Prior to entering politics, Pihei had been a secretary in the provincial government, operated a printing and secretarial business, and served as a community worker in her Konnou area of Buin district. She was a founding member of the Bougainville Women's Federation and had been president for its South Bougainville sub-region. She was first ielected to the House of Representatives at the June 2010 election, defeating Laura Ampa.

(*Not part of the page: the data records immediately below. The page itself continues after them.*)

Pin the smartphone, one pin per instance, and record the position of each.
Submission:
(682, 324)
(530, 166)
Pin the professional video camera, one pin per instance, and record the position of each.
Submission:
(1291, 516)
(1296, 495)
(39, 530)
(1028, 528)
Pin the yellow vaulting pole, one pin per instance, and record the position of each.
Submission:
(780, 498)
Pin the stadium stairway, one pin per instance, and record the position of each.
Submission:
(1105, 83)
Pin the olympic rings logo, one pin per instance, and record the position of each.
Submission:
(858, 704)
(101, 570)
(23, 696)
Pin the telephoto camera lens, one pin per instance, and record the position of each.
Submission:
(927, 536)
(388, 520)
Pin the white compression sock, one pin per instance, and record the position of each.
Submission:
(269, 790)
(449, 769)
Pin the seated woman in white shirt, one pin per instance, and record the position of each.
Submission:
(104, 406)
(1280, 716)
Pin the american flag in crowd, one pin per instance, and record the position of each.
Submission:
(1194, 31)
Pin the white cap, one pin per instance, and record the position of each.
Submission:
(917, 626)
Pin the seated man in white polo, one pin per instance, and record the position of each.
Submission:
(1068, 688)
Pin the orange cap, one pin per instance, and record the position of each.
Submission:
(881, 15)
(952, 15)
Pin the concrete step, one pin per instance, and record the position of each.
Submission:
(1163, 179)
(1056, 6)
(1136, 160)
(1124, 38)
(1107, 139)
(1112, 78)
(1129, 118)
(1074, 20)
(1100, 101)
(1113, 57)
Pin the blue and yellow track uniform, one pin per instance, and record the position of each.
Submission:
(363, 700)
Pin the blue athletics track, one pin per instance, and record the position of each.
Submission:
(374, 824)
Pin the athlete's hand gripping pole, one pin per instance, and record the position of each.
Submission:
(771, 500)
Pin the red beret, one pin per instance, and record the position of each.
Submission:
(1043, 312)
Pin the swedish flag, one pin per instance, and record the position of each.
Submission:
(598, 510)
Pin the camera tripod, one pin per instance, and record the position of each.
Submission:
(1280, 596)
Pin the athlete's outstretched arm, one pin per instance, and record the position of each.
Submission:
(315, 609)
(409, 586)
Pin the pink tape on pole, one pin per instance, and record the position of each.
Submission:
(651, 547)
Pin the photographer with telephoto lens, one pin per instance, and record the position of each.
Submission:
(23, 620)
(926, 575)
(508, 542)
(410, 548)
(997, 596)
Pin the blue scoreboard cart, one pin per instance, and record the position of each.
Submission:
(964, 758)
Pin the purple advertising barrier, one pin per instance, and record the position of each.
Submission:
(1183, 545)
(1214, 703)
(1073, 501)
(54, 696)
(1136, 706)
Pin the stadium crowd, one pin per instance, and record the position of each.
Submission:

Following the 2010 election, President John Momis initially appointed Joan Jerome to the women's reserved position in the ministry; however, she failed to get support from the three-member women's caucus, which endorsed Pihei. Pihei was then appointed Minister for Community, Women and Youth in June 2010. In October 2012, she was shifted to Minister for Culture and Tourism in a reshuffle following the death of minister Joseph Egilio. In September 2014, she was shifted to Minister for Health. As Minister for Health, she raised concern about the mental health consequences of the Bougainville conflict and the need to provide services. She recontested her seat at the 2015 election, but was defeated.

After her defeat, Pihei remained in public life as President of the Bougainville Women's Forum. She unsuccessfully contested the 2017 national election for the Social Democratic Party.

In the 2025 Bougainvillean general election, Pihei regained her former Bougainville South seat. She serves as deputy speaker.